• - Gaudete et exsultate

    Réjouissez-vous et soyez dans l’allégresse,

    exhortation apostolique Gaudete et exsultate du Pape FRANÇOIS

    sur l’appel à la sainteté dans le monde actuel (19 mars 2018)

     

    Présentation par le Père Roland COURNE,

    prêtre accompagnateur du service de la catéchèse du diocèse de Laval 

     

    Cette exhortation apostolique, cette recommandation du pape François, pour aider les chrétiens dans leur vie de foi, est un appel à la SAINTETÉ. Le titre est tiré du texte des Béatitudes : Matthieu 5,12, où il est dit que ceux qui sont insultés ou persécutés et qui auront la force de tenir bon, vivront pour toujours près de Dieu et auront la joie d’entendre le Christ leur dire : « Réjouissez-vous et soyez dans l’allégresse, car votre récompense est grande dans les cieux » 

     

    Je voudrais signaler trois points d’insistance de ce beau texte. 

     

    1. La SAINTETÉ est pour tous, c’est le souhait du Christ, que tous nous soyons des saints. Le saint est une personne ordinaire qui s’engage dans sa famille, son travail. Le saint est une personne qui prie, qui lit la Parole de Dieu. La sainteté invite à ne pas dire du mal des autres, à être proche de ceux qui souffrent. Mettre toute sa confiance en Dieu, fait partie de la sainteté. Le pape n’a pas peur de tutoyer les personnes, pour les inviter à chercher chaque jour à vivre dans la sainteté : « Es-tu une consacrée ou un consacré ? Sois saint en vivant avec joie ton engagement. Es-tu marié ? Sois saint en aimant et en prenant soin de ton époux ou de ton épouse, comme le Christ l’a fait avec l’Église. Es-tu un travailleur ? Sois saint en accomplissant honnêtement et avec compétence ton travail au service de tes frères. Es-tu père, mère, grand-père ou grand-mère ? Sois saint en enseignant avec patience aux enfants à suivre Jésus. As-tu de l’autorité ? Sois saint en luttant pour le bien commun et en renonçant à tes intérêts personnels. » (n°14)

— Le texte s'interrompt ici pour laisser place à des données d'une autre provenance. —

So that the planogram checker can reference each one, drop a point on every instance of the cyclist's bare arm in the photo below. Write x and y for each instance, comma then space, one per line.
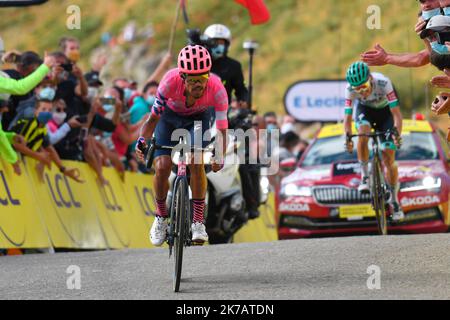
398, 119
348, 121
149, 126
146, 132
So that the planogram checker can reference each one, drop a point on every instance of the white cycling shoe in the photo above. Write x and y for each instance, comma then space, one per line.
199, 234
158, 232
364, 185
398, 214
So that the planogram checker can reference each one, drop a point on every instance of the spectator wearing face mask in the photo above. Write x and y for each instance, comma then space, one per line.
36, 142
125, 86
58, 129
379, 57
26, 63
71, 86
143, 104
25, 85
94, 85
45, 91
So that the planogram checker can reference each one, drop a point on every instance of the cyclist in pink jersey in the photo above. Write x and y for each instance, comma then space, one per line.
185, 98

    2. Le pape François attire notre attention sur deux comportements qui s’opposent à la sainteté. Il fait allusion à deux hérésies qui ont marqué l’histoire de l’Eglise. Elles peuvent encore se rencontrer de nos jours : le gnosticisme et le pélagianisme. Le « gnostique », c’est la personne qui sait tout de la foi, c’est une personne orgueilleuse qui pense que ses idées représentent toujours la réalité. Le gnostique risque de croire que la science seule fait de nous des saints, alors que c’est la charité, la vie que nous menons jour après jour. Le « pélagien » fait confiance uniquement à ses propres forces, il se croit supérieur aux autres, car il observe certaines normes prescrites. Il oublie la grâce de Dieu qui progressivement peut nous transformer. Notre amitié avec Dieu, notre existence, sont des dons de Dieu. Nous sommes invités à coopérer par nos efforts à la grâce de Dieu qui est première et permanente en notre vie. 

     

    3. Ce qui doit guider celui qui veut marcher vers la SAINTETÉ, c’est l’attitude du Christ. Deux textes nous sont proposés comme boussole de notre vie : d’abord les Béatitudes dans l’Evangile de saint Matthieu au chapitre 5. Chaque béatitude est étudiée. Une phrase résume ensuite l’essentiel de ce qui a été dit : « Etre pauvre de cœur, c’est cela la sainteté… Savoir pleurer avec ceux qui pleurent, c’est cela la sainteté…. Regarder et agir avec miséricorde, c’est cela la sainteté »… Le pape attache une très grande importance au texte de saint Matthieu (chapitre 25), qui exprime la miséricorde que nous devons avoir à l’égard de celui qui a faim, qui est en prison, qui est étranger. 

     

    La marche vers la sainteté doit se vivre dans la joie, dans l’humour. Elle demande un discernement permanent. Il n’y a pas d’humilité sans humiliation. Il y a un combat à mener chaque jour contre sa propre fragilité, mais aussi contre le démon « un être personnel qui nous harcèle ». Le texte est facile à lire, il invite à progresser dans la vie chrétienne. Il fait comprendre cette phrase bien connue, qui est citée, de Léon Bloy : « Il n’y a qu’une tristesse, c’est de n’être pas des saints ».